When using these control actions, what you’d likely expect to happen behind the scenes is something like the following:
while (i < 60) {
i++
}
This should take mere nanoseconds, so how come it took 12 whole seconds in the Flow?
There is significant overhead associated with each iteration, leading to long durations and potential timeouts. Unlike a traditional while or for loop, the control actions spawn a sub process for each iteration.
Now imagine running this with 1000s of iterations. You can freeze your whole system if you’re not careful here.
As you can see, simple loops are very counter-intuitive in Flows. In order to rectify the situation, oftentimes the concurrency is upped. This does lead to faster execution, but increases the load on the system and can impact quota usage.
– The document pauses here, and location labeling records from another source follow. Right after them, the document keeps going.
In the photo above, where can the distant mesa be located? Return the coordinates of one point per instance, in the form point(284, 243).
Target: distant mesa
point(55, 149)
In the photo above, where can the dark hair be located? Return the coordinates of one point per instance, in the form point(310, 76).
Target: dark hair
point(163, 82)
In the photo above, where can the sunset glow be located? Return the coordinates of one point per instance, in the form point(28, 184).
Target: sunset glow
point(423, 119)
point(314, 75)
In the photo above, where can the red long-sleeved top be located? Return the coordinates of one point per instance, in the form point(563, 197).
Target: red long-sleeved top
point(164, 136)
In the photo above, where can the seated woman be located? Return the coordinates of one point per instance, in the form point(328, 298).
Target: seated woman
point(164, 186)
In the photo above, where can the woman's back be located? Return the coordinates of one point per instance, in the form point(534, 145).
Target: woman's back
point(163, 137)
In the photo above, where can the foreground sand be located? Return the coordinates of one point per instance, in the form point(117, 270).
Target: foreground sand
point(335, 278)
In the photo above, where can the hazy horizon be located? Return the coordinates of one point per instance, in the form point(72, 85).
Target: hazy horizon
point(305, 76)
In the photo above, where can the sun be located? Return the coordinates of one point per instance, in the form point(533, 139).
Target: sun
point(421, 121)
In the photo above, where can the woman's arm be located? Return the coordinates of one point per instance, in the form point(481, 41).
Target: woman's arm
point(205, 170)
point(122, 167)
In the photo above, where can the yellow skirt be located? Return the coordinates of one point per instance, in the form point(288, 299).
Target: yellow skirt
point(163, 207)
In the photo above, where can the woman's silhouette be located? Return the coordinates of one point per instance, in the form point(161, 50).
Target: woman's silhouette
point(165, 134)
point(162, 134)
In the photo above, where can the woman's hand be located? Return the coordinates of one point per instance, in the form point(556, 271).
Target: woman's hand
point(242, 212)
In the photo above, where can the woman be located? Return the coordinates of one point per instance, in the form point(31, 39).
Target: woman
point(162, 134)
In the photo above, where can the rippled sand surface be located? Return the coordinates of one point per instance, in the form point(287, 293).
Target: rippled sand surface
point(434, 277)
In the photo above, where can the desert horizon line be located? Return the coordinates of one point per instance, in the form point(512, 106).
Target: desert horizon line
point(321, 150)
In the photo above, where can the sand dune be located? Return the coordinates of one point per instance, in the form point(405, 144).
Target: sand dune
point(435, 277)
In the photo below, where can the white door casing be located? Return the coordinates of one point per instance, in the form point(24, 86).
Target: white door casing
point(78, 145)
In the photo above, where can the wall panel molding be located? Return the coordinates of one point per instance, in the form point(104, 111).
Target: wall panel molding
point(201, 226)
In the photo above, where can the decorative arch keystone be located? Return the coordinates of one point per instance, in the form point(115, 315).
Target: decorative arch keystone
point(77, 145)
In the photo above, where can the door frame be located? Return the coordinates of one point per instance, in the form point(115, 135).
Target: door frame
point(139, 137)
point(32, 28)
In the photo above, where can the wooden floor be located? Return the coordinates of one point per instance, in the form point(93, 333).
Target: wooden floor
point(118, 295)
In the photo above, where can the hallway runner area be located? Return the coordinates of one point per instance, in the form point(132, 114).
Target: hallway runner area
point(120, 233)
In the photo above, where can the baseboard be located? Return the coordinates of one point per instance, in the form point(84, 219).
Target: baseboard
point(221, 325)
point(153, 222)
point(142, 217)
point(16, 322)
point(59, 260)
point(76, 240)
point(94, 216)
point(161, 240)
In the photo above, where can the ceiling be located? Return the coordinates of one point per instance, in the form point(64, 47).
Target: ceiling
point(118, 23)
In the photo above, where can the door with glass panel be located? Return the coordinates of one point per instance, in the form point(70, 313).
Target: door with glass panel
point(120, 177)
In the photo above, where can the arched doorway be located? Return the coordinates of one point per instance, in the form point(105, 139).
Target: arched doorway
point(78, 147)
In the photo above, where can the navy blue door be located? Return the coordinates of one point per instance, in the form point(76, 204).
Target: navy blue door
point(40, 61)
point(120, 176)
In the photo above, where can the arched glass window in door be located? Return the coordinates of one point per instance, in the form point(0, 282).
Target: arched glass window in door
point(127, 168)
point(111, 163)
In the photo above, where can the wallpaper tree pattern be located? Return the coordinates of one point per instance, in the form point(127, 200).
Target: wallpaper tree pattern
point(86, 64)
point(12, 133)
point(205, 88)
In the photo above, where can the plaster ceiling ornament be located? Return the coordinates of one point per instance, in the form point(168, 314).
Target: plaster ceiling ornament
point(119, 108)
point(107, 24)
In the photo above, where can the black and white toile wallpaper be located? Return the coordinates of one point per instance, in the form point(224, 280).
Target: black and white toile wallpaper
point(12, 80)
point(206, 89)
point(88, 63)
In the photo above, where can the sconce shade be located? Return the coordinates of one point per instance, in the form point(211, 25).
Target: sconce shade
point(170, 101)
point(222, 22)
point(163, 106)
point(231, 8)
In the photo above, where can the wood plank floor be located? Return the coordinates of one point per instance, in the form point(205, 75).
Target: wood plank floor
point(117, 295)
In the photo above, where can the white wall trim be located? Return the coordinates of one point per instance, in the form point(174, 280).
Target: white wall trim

Surely, there’s gotta be a better way, right? After all, loops are such a fundamental part of any program.
Data Operations
The antidote to the Control loop
slowness comes in the form of Data operations
.
Data operations are to control loops as imperative programming is to declarative. They are basically higher order functions.
Let’s see some quick examples as proof of their speed.
Select
One example could be the transformation of a set of row objects to an array of their ids. Apply to each
loop takes ~3 minutes for 300 records, even though the individual append operation takes less than a second. The functional Select
operation completes within 1 second.
Filter
Looping over 100 items, even without any logic in the condition, takes a significant amount of time.
The functional Filter array
operation completes in less than a second, as we would expect from such a workload.
As we can see, data operations have the performance characteristics which we originally expected to see form the imperative approach.
There is hardly ever a reason not to use them, as long as the functional outcome is the same. One area that cannot be covered is the integration with external systems. Making a call to a system that expects a single data record cannot be optimized.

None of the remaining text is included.